Para Arévalo, un hombre de verdad es “un hombre que no es gay”. La intrascendencia de una definición para el concepto “hombre de verdad” formulada por un personaje como Arévalo en un programa como Sálvame hoy en día no puede ser mayor. Arévalo, famoso en su momento (su momento fue hace décadas) por sus chistes de gangosos y mariquitas, hace mucho que perdió pie en este baile. No porque nadie lo cancelase, que no hizo falta, sino porque nuestra sociedad madura y evoluciona.
Y ese humor dejó de tener gracia, desapareciendo poco a poco, como desaparecieron los casetes (de Arévalo también) de las gasolineras o los lazos de Don Algodón de las cabecitas de las niñas bien, hasta ser inapreciable. Por falta de demanda. Es Arévalo, pues, prueba de que donde algunos ven una sociedad abyecta y ruin, ente ajeno a los actores que la conformamos, lo que hay, en realidad, es una que a lo largo de su historia ha ido rectificando y ajustando, solucionando problemas tras identificarlos y paliando injusticias. Progresando de manera natural.
Pues esa intrascendencia, la puerilidad hecha frase, ha provocado un tsunami en redes. Un tsunami en redes es el equivalente al estornudo de un colibrí bebé en la vida real, les traduzco. Pero allí dentro se ha montado un gran estruendo y hay camisas rotas, grandes llantos y golpes de pecho.
La neoizquierda dospuntocero, tan woke ella, brama que la derecha en este país está desatada. Porque ahora Arévalo es La Derecha. Y la derecha es ultraderecha. Y la ultraderecha es todo lo que abarca desde el límite exacto de la extrema izquierda, casi bolcheviquesca, hasta el fin último de la verdadera ultraderecha, pasando por la izquierda, la izquierda normal, la moderada, el centro izquierda, el centro, el centro derecha, la derecha, la derecha radical, Motilla del Palancar, Villar de Chinchilla y Sa Dragonera. Todo esto que ves, hijo mío, es ultraderecha. Parafraseando al gran Santiago González, que habla y la clava, “hemos pasado de odiar a la ultraderecha a llamar ultraderecha a todo lo que odiamos”. Hasta el tofu es ultraderecha.

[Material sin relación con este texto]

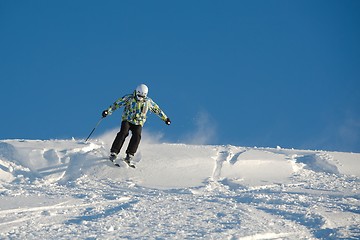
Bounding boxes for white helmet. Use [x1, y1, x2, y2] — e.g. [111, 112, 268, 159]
[135, 84, 149, 98]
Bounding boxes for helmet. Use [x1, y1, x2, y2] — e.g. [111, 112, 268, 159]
[135, 84, 149, 99]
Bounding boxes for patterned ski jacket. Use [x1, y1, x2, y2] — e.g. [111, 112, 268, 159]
[108, 92, 167, 126]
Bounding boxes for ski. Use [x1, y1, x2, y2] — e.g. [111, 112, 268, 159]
[109, 159, 121, 167]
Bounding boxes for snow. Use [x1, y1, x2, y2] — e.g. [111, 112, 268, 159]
[0, 134, 360, 240]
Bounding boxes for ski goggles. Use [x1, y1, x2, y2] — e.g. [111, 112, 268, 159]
[136, 94, 145, 100]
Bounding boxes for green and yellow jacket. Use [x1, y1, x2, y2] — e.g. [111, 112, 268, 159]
[108, 92, 167, 126]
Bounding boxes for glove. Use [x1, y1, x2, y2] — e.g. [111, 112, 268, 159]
[165, 118, 171, 125]
[102, 110, 109, 117]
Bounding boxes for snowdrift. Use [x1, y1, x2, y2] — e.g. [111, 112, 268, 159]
[0, 139, 360, 239]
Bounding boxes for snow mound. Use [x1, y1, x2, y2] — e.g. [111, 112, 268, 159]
[0, 139, 360, 239]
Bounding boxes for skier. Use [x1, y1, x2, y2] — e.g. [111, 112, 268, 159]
[102, 84, 171, 167]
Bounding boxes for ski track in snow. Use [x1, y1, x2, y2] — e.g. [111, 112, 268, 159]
[0, 140, 360, 240]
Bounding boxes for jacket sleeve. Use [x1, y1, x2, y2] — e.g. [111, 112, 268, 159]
[149, 99, 168, 121]
[108, 94, 132, 114]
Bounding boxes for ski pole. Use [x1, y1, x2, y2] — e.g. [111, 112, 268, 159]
[85, 117, 104, 142]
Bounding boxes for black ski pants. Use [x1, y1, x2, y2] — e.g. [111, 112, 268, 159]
[111, 121, 142, 155]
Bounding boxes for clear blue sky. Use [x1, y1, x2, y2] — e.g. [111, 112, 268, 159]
[0, 0, 360, 152]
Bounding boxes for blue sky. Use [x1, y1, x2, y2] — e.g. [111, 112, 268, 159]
[0, 0, 360, 152]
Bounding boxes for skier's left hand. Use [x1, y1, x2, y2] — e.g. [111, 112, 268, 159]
[165, 118, 171, 125]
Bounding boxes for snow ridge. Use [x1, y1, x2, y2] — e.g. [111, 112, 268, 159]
[0, 139, 360, 239]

Elevando a icono de aquello que se detesta, a representante de Todoslosdemás, a cualquier zascandil impertinente, se devalúa al adversario. La jugada es buena: nos elevamos moralmente por persona interpuesta y desactivamos la legitimidad de pensar diferente. Además, nos batimos en un duelo ganado de antemano: hay pocos Arévalos y ya han perdido.

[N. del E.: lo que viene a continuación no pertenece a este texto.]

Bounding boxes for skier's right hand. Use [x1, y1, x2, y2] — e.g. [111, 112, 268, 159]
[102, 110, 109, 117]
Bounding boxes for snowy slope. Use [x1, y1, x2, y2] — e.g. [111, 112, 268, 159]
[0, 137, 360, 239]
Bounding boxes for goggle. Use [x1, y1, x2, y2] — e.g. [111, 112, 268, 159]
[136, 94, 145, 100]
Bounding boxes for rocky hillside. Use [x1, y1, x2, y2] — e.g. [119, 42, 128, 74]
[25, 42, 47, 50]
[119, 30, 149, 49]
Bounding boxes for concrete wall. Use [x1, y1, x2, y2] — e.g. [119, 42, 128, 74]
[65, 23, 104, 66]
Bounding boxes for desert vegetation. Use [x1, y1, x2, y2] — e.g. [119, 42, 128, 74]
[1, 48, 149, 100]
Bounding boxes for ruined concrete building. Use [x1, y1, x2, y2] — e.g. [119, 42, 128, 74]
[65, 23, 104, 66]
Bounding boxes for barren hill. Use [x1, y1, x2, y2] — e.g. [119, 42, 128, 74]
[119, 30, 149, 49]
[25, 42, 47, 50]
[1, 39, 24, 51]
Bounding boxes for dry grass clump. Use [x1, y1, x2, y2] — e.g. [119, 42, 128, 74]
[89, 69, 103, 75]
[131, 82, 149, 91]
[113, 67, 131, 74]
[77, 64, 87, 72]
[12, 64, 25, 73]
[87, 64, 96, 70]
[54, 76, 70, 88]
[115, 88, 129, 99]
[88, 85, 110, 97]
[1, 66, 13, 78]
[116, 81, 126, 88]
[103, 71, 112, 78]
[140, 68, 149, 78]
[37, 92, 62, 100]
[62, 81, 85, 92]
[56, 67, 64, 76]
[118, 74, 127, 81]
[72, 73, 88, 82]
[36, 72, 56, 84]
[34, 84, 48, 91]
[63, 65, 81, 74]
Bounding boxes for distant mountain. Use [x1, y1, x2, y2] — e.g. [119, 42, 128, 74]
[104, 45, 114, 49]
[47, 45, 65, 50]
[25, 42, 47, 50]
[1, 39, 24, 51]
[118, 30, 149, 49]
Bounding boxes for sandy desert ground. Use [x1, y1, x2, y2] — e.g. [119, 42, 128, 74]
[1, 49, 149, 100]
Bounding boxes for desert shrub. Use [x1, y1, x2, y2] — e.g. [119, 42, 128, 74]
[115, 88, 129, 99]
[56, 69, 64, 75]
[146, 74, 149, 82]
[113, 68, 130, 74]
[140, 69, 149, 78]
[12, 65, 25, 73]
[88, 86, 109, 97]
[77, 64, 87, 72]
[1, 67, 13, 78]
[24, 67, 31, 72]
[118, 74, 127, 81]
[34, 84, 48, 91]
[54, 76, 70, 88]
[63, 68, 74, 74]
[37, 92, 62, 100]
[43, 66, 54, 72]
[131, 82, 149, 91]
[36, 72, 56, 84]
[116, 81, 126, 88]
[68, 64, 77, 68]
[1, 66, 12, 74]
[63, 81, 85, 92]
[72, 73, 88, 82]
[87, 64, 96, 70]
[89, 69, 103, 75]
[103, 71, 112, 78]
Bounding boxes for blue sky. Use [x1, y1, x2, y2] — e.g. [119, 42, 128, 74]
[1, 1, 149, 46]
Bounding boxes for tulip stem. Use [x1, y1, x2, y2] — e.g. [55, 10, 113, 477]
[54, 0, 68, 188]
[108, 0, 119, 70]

Pero con esto, perdemos todos en realidad. Porque el debate, el intercambio de ideas, se imposibilita. Porque no interesa solucionar problemas o avanzar en el conocimiento, lo que interesa es una excusa, la que sea, para justificar el desprecio. Y es más cómodo imaginar una derecha arevalizada contando chistes de gangosos que una en la que sus individuos piensen libremente, no por mala fe, sino por su derecho a llegar a sus propias conclusiones y defenderlas, aunque difieran de las nuestras. Una derecha informada y que reflexiona, que expone. Una derecha cayetanizada. E, incluso, contemplar que pueda estar de acuerdo en algunos asuntos, como que las declaraciones de Arévalo sean un dislate totalmente anacrónico.